A Case Study of the Potential for CCS in Swedish Combined Heat and Power Plants
Paper i proceeding, 2021
The global need to reduce anthropogenic CO2 emissions is imminent and might be facilitated by carbon capture and storage (CCS) technologies. Sweden has a goal to reach net-zero emissions by 2045, where negative emissions – and bio-CCS (BECCS) in particular - have been proposed as an important strategy to reach this target at the lowest cost. The Swedish district heating sector constitutes a large potential for BECCS since there is a large number of relatively large biogenic point sources of CO2 in the form of combined heat and power (CHP) plants burning biomass residues from the forest industry.

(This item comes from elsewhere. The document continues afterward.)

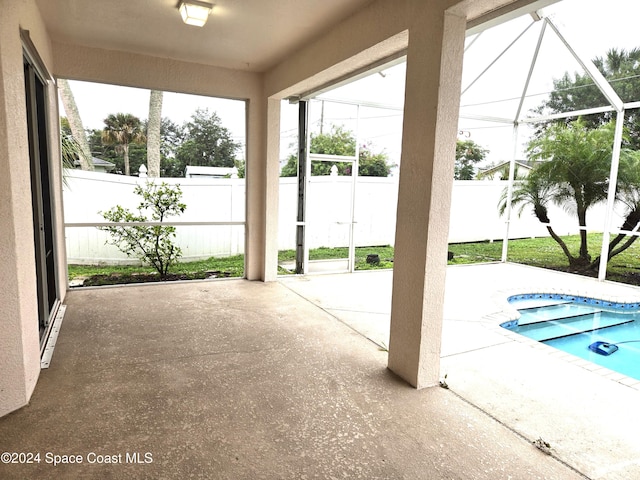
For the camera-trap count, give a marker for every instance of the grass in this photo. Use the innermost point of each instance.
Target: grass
(539, 252)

This study provides a multi-level estimation of the impact and potential of CO2 capture and negative emissions in 110 existing Swedish biomass or waste-fired CHP plants, located in 78 local district heating systems. Process models of CHP steam cycles give the impact of absorption-based CCS integration on CHP plant heat and electricity production. The propagation of the plant-level impact to the unit commitment of CHP plants in district heating systems is modelled, and the potential for CO2 capture in each system is estimated. The results indicate that 45-70% of nominal steam cycle district heating generation is retained when integrating carbon capture, depending on the power-to-heat ratio; although the reduced heat output can be moderated by sacrificing electricity generation. In the district heating system context, CCS integration can lead to increased utilization and fuel use of CHP plants, in synergy with increased CO2 capture, but might also lead to greater need for peak heat and/or electricity generation. The total CO2 captured from the 45 CHP plants with modeled CO2 emissions exceeding 150 kton/year could be sufficient to meet a proposed target of 3-10 Mton/year of BECCS by Year 2045.